Ahead of the FOMC next week, the U.S. calendar is delivering some highly anticipated data, which started today with the Consumer Price Index, (CPI), which continues to give a benign outcome, with a little something for everyone, but on the whole, likely fuels the clamour for interest rate cuts from the Fed down the line, but probably not as soon as next week’s meeting.
The annual rate of core inflation was at 2%, which is the slowest rate since February 2018. The headline inflation rose 0.1% month-on-month in May, leaving the annual rate of CPI at 1.8% year-on-year, down from 1.9% in April. Core inflation was softer though, undershooting the consensus 0.2% MoM prediction by a tenth of a percentage point.
The market has already priced a 77% probability of a Fed cut by July. While gold has also been benefiting from a rising chance that the Fed’s next move is a cut, rising appetite for diversifiers due to the ever pending risks of the US imposing further tariffs on Chinese imports along with various other factors simmering away in the melting pot of geopolitical risks.
We still live in a USD world
Despite the sentiment for the Fed to cut rates, which should be positive for stocks, ultimately, but perhaps shockingly to some, it might not be so damaging for the dollar in the medium term, considering we still live in a dollar world. The weakness in the eurozone and the Pacific should keep the dollar’s contenders at bay. Moreover, the market is already pricing in rate cuts and the dollar is still holding a bullish trajectory, albeit at a discount at these prices.

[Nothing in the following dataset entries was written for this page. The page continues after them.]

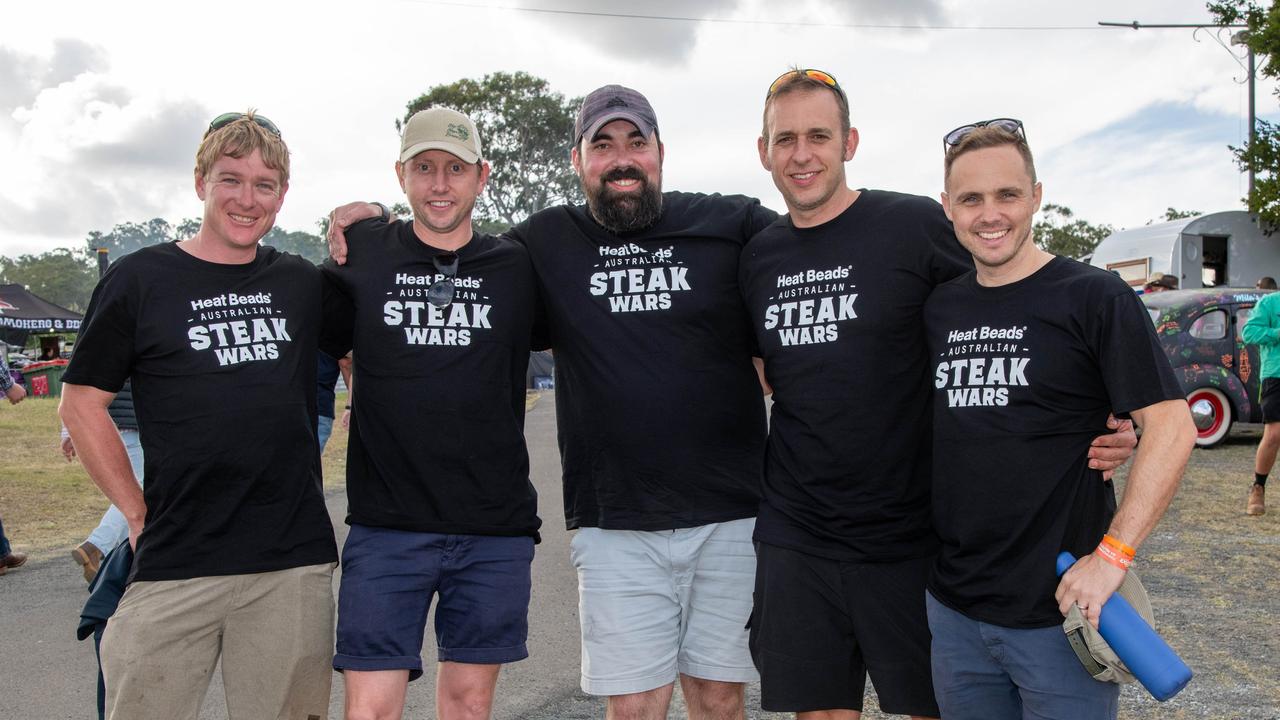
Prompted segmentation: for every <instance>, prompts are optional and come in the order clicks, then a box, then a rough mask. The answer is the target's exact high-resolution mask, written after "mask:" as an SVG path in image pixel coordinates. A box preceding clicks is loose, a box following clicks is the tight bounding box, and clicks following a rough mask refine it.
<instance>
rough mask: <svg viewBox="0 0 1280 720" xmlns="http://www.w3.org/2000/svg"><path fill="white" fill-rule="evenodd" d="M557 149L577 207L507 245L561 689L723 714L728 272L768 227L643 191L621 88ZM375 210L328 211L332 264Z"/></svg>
mask: <svg viewBox="0 0 1280 720" xmlns="http://www.w3.org/2000/svg"><path fill="white" fill-rule="evenodd" d="M572 140H573V149H572V151H571V156H570V159H571V161H572V165H573V169H575V172H577V176H579V178H580V179H581V182H582V190H584V191H585V193H586V197H588V202H586V205H585V206H559V208H550V209H547V210H543V211H539V213H536V214H534V215H532V217H530V218H529V219H527V220H525V222H524V223H521V224H520V225H517V227H516V228H513V229H512V231H511V236H512V237H515V238H516V240H518V241H520V242H521V243H522V245H524V246H526V247H527V250H529V255H530V258H531V260H532V264H534V269H535V270H536V274H538V284H539V288H540V290H541V296H543V301H544V304H545V306H547V315H548V316H547V320H548V328H549V332H550V340H552V345H553V346H554V350H556V380H557V382H556V386H557V388H556V389H557V392H556V411H557V424H558V430H559V445H561V457H562V466H563V479H564V516H566V523H567V525H568V528H570V529H577V530H579V532H577V534H576V536H575V537H573V539H572V550H571V553H572V560H573V564H575V566H576V568H577V571H579V592H580V618H581V625H582V675H581V684H582V688H584V691H586V692H589V693H591V694H603V696H608V716H609V717H628V719H630V717H635V719H662V717H666V716H667V706H668V703H669V700H671V693H672V691H673V687H675V682H676V679H677V678H678V679H680V682H681V688H682V691H684V694H685V700H686V703H687V706H689V714H690V717H730V719H732V717H742V716H744V683H746V682H749V680H754V679H755V678H756V673H755V669H754V666H753V664H751V657H750V653H749V652H748V647H746V630H745V625H746V623H748V619H749V616H750V611H751V583H753V579H754V573H755V553H754V551H753V547H751V529H753V527H754V518H755V512H756V506H758V503H759V486H760V457H762V456H763V452H764V434H765V421H764V404H763V398H762V393H760V386H759V383H758V378H756V373H755V369H754V366H753V363H751V356H753V351H754V346H753V341H751V333H750V327H749V324H748V318H746V314H745V311H744V309H742V304H741V300H740V296H739V291H737V258H739V255H740V252H741V250H742V246H744V245H745V243H746V241H748V238H750V237H751V236H753V234H755V233H756V232H758V231H760V229H763V228H764V227H765V225H768V224H769V223H772V222H773V220H774V219H776V217H777V215H776V214H774V213H773V211H771V210H768V209H765V208H762V206H760V204H759V202H758V201H756V200H754V199H749V197H741V196H719V195H700V193H687V192H662V161H663V147H662V142H660V140H659V133H658V122H657V115H655V114H654V111H653V108H652V106H650V105H649V101H648V100H646V99H645V97H644V96H643V95H640V94H639V92H636V91H634V90H630V88H626V87H621V86H614V85H611V86H605V87H602V88H599V90H595V91H594V92H591V94H590V95H588V97H586V100H585V101H584V104H582V108H581V109H580V110H579V117H577V122H576V123H575V133H573V138H572ZM375 211H376V210H375V209H374V206H372V205H357V206H348V208H343V209H340V210H338V211H337V213H335V222H334V223H332V228H333V231H334V232H333V233H332V234H330V252H332V254H333V256H334V258H335V259H338V260H339V261H340V260H342V259H343V258H344V255H346V246H344V245H343V243H342V242H340V237H339V236H340V231H342V228H343V227H344V225H346V224H349V223H351V222H352V220H353V219H360V218H367V217H371V215H372V214H374V213H375ZM351 246H352V247H353V249H358V241H356V242H352V243H351ZM357 357H358V354H357Z"/></svg>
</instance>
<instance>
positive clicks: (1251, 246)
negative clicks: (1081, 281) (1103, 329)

However, gold is likely to remain underpinned no matter what. All the while geopolitics remain front and centre as a driving force for markets in the near-term, diversification will be the backbone for gold prices. On the flip side, however, should the Fed sound off the alarms, lower real yields on USD money market instruments will only raise the attractiveness of the zero-yielding yellow metal.
Nonetheless, should the Fed fail to deliver an uber-dovish message at next week’s meeting, but caution over global economic and political headwinds, any further weakness in U.S. equities could also be the one-way ticket to blue skies that bulls were looking for. For gold to really lose its appeal, the U.S. and Chinese trade spat will need to be resolved with a mutually beneficial agreement and the global economy will need to show some green shoots from the likes of China and leading European nations as well as the U.S.
For the meanwhile, gold is likely to hold its form above $1,320 support as we head into the Fed from which portfolio managers and CTAs will be looking to position from which will hopefully give markets some fundamental direction again ahead of the G20 where Xi and Trump are scheduled to meet face to face.
To the downside, 1320 is guarding 1311 and 1303/06 to open 1297. 1297 level meets the 50% Fibo retracement of the late April and early May double-bottom swing lows to recent spike high. The 55-week ma sits at around 1260s and the 200-week ma comes in at 1250s. However, while above the 20-D EMA and prior wedge resistance, 1340 guards a measured run towards 1357.66 as the 2014-2019 resistance line.